Saturday, May 16, 2015

Back in Charleston - and building its first Waldorf School

Header final2.jpeg

Joined Lee in Charleston today. He came a couple days early to work on the Waldorf school we are going to create here....The Acorn School of Charleston.
Yep, going to happen.

And just in sync...the New York Times publishes this piece for the Sunday paper. This was the topic of Lee's presentation today at an information meeting. 

I feel so frustrated by our educational system in this country. We use our children as guinea pigs - let's try this, let's try that. And then, worst of all, we project our own fears onto our children. OMG....what if they aren't reading at 6! Are they damaged? Do they need special help? Are they on the "spectrum?"

So much pressure on kids.

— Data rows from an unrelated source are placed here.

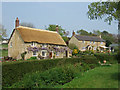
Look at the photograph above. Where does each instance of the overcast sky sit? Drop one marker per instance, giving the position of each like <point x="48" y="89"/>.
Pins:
<point x="70" y="15"/>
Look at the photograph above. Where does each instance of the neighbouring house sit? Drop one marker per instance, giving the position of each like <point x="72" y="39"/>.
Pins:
<point x="36" y="42"/>
<point x="88" y="42"/>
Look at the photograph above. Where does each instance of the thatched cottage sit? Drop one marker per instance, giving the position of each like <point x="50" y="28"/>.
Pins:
<point x="88" y="42"/>
<point x="36" y="43"/>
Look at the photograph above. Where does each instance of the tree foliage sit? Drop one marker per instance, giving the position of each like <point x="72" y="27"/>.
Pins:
<point x="53" y="28"/>
<point x="27" y="24"/>
<point x="2" y="32"/>
<point x="82" y="32"/>
<point x="109" y="10"/>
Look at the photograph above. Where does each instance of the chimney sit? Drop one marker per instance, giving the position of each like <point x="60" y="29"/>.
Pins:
<point x="57" y="28"/>
<point x="16" y="22"/>
<point x="73" y="33"/>
<point x="99" y="36"/>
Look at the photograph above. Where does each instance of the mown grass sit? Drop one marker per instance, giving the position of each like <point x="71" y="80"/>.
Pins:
<point x="4" y="53"/>
<point x="4" y="45"/>
<point x="100" y="77"/>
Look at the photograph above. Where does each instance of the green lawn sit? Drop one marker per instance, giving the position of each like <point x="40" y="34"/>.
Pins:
<point x="4" y="53"/>
<point x="4" y="45"/>
<point x="100" y="77"/>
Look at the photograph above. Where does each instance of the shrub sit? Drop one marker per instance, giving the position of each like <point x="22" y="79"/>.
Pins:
<point x="49" y="78"/>
<point x="14" y="71"/>
<point x="23" y="55"/>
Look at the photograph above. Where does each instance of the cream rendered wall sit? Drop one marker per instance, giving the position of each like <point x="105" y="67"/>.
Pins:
<point x="18" y="46"/>
<point x="73" y="40"/>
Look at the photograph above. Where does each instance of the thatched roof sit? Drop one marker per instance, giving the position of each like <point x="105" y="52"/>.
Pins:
<point x="40" y="36"/>
<point x="89" y="38"/>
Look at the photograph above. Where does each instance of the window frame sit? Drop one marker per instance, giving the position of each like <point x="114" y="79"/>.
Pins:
<point x="44" y="53"/>
<point x="35" y="53"/>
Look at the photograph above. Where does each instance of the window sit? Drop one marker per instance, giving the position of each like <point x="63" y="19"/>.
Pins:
<point x="101" y="43"/>
<point x="33" y="44"/>
<point x="43" y="45"/>
<point x="90" y="42"/>
<point x="94" y="48"/>
<point x="44" y="53"/>
<point x="57" y="53"/>
<point x="83" y="41"/>
<point x="34" y="53"/>
<point x="10" y="44"/>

So much garbage. 

I feel so happy to be working on creating a Waldorf School with Lee here in Charleston. Waldorf's attitude is "the later the better" - not "the sooner the better."

Slow food? Why not Slow Childhood?

http://www.nytimes.com/2015/05/17/opinion/sunday/let-the-kids-learn-through-play.html?action=click&pgtype=Homepage&module=opinion-c-col-right-region&region=opinion-c-col-right-region&WT.nav=opinion-c-col-right-region

Oh, and in service of shameless self-promotion, here is the website for the school:
www.acornschoolcharleston.org





1 comment:

  1. I can't agree more! My children, now 23 and 21, grew up with a 'shameful' mother who did not schedule their every minute. You can be sure I was in the minority, and was viewed with skepticism. I was judged, disdained, and viewed as negligent because I did not bring them from school to soccer practice to piano lessons, home for supper, and then to tutors for homework. I let them ride their bikes around the neighborhood without me driving right beside them. I let them schedule their own time. I did not fill their weekends with endless schedules of sports lessons, dance lessons, or music lessons. But don't get me wrong! I gave them numerous opportunities for fun and learning. We went to museums, zoos, and the various lessons each of them decided to undertake. But it was their decision. And each of them had time for friends, and for vegging in their rooms. Both of them grew to love reading, music, and sports in their own ways and their own time. And they have both grown to be substantial, responsible, well-balanced and adjusted human beings who are independent and able to schedule their own lives! I guess because people have been so concerned with their child being able to compete in the shark infested waters of adulthood, they unwittingly created a shark infested childhood by making sure that their child was in all the right classes, sports, activities, wore the right clothes, and had the right friends! By trying to give their child what they viewed as the best, they created the worst environment for their child. They created an adult environment for which their child had no skills for survival.